# driver for acer prisa 310p scanner



## aparna (Feb 6, 2008)

Hai,
Can anybody help me.. I have an old scanner with me. Name: Acer prisa 310p. But i dont have the driver to install. If anybody can help...pls pls help me...
Thanks and regs
Aparna Gopinath:


----------



## brow96 (Oct 24, 2004)

aparna said:


> Hai,
> Can anybody help me.. I have an old scanner with me. Name: Acer prisa 310p. But i dont have the driver to install. If anybody can help...pls pls help me...
> Thanks and regs
> Aparna Gopinath:


From the Benq Site (formerly Acer) here are your drivers:

ftp://12.145.38.159/scanner/drivers/parallel/mirascanv3424p_bqa.zip - - File Size = 8.3 MB

HTH

Bill


----------



## aparna (Feb 6, 2008)

Dear team
Thank u very much for ur support...
with rgs
Aparna

Hello team
I download the file and instal but it didnt works in my system. It works in the first time but after restarting the mechine it didnt work.. Can u help me pls
with regs
Aparna

hai,
I already request u that i have an acer prisa 310p scanner without driver...
You told me to instal mirascan driver and i do it.. but system didnt accept bcz the eppscanner doesnt digtly signed.. Why this error msg came???? cand anybody help me..pls.....
with regs 
Aparna


----------



## dai (Jul 2, 2004)

post back to the original thread instaead of starting a new one 
threads merged


----------



## brow96 (Oct 24, 2004)

*Re: Driver issue*



aparna said:


> hai,
> I already request u that i have an acer prisa 310p scanner without driver...
> You told me to instal mirascan driver and i do it.. but system didnt accept bcz the eppscanner doesnt digtly signed.. Why this error msg came???? cand anybody help me..pls.....
> with regs
> Aparna


This link might help you some.
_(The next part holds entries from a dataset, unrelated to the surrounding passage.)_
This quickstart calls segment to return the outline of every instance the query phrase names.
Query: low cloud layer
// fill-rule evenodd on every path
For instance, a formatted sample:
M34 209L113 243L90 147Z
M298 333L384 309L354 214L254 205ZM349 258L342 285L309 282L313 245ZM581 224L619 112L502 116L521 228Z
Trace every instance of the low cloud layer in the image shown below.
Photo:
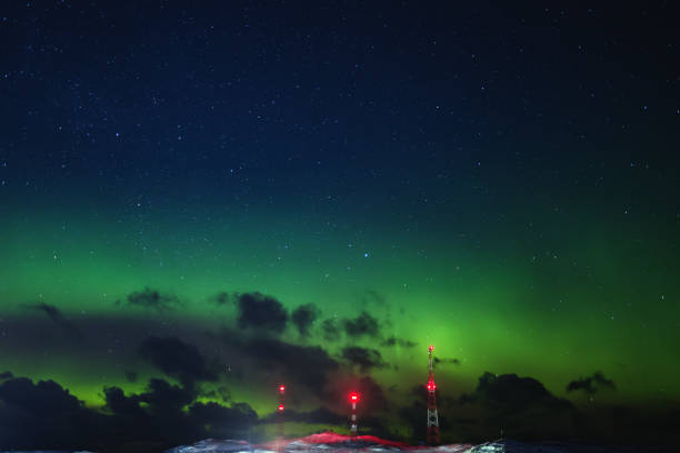
M617 386L612 380L604 378L599 371L596 371L591 376L573 380L567 385L567 392L582 391L589 395L604 389L616 390Z

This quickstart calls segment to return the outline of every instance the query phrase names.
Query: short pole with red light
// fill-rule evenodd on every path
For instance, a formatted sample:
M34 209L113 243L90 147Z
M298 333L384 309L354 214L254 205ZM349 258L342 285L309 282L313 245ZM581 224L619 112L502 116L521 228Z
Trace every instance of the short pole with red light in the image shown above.
M359 402L359 393L358 392L351 392L349 394L349 399L350 399L350 403L352 404L352 417L351 417L351 424L350 424L350 435L352 437L357 436L357 403Z

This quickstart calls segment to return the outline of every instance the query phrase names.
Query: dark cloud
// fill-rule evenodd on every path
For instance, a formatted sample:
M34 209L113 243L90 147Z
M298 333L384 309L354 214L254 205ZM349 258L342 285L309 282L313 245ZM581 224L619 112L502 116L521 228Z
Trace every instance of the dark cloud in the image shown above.
M217 389L208 390L201 393L201 396L211 397L213 400L221 400L223 403L231 401L231 392L224 385L220 385Z
M358 376L356 374L338 373L331 376L328 385L324 387L322 402L331 411L347 414L348 397L350 392L354 391L360 394L360 403L357 410L361 415L377 415L388 407L388 401L382 386L371 376Z
M128 305L166 312L173 310L176 305L181 305L181 303L174 295L161 294L156 290L144 288L143 291L136 291L128 295Z
M280 414L271 413L262 417L262 422L271 423L278 422ZM326 406L314 409L309 412L299 412L294 409L287 409L283 413L284 422L298 422L298 423L314 423L314 424L344 424L347 423L347 414L339 414Z
M54 381L0 384L0 450L82 449L94 442L99 417Z
M0 450L162 452L207 437L247 439L257 414L246 403L196 402L191 385L150 380L139 394L103 389L103 411L53 381L0 384Z
M313 303L298 306L291 314L290 319L302 336L309 336L310 329L317 318L319 318L319 309Z
M437 365L460 365L458 359L439 359L438 356L432 358L432 366Z
M47 314L49 319L52 320L54 324L59 325L71 340L82 341L82 332L76 326L76 324L63 318L63 314L61 314L61 311L57 306L47 303L38 303L30 305L30 308Z
M571 407L569 401L552 395L533 378L519 378L517 374L496 375L489 372L479 378L474 393L471 396L463 395L461 401L477 401L514 412L521 412L531 405Z
M582 390L588 394L594 394L602 389L616 390L617 386L614 382L610 379L604 378L604 375L596 371L592 376L579 378L577 380L571 381L567 385L567 392L574 392Z
M239 328L251 328L260 332L281 333L288 322L288 312L274 298L254 293L237 296Z
M323 340L326 341L340 340L340 329L338 329L336 320L332 318L323 320L321 323L321 331L323 332Z
M369 372L374 368L384 368L387 363L382 361L380 352L373 349L359 346L348 346L342 349L342 359L358 365L362 373Z
M216 381L218 364L209 364L199 350L177 336L149 336L138 348L139 354L169 376L182 382Z
M380 343L380 345L384 346L384 348L392 348L392 346L416 348L418 345L418 343L414 343L414 342L409 341L409 340L398 339L397 336L392 335L392 336L388 338L387 340L383 340Z
M377 338L380 334L378 320L366 311L362 311L361 314L354 319L342 320L342 328L344 329L344 333L352 338L363 335Z
M277 368L288 381L302 384L314 393L321 391L329 373L339 366L320 346L300 346L276 339L257 338L248 341L248 348L257 351L254 359L261 366Z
It deals with the current problem you are having with these drivers:

http://www.mydigitallife.info/2007/...ver-installation-dialog-prompt-in-windows-xp/

HTH

Bill


----------



## aparna (Feb 6, 2008)

Thank you very much for ur right guidence
Aparna

hai, 
i am using windows xp and having problem with my scanner. printer name is acer 310 prisa. but in control pannnel it is showing flatbed scanner_13 and when trying to scan a pict the error msg " The scanning software couldnot be found".
can u help me pls 
regs
Aparna


----------



## brow96 (Oct 24, 2004)

aparna said:


> Thank you very much for ur right guidence
> Aparna


Just let us know if it works for you? Then you can mark this thread *[SOLVED]* hopefully.

Bill


----------



## aparna (Feb 6, 2008)

*scanner*

Hello team
I have a scanner acer Prisa 310 p. Its working properly but the problem is that it displays parllel lines in the entire sheet..what is the issue and how can i solve it. i am attaching a sample test page here.. Pls chk it and give me an advice as early....
with rgs
Aparna


----------



## brow96 (Oct 24, 2004)

*Re: scanner*



aparna said:


> Hello team
> I have a scanner acer Prisa 310 p. Its working properly but the problem is that it displays parllel lines in the entire sheet..what is the issue and how can i solve it. i am attaching a sample test page here.. Pls chk it and give me an advice as early....
> with rgs
> Aparna


First thing are these artifacts in all scanned images or just a few?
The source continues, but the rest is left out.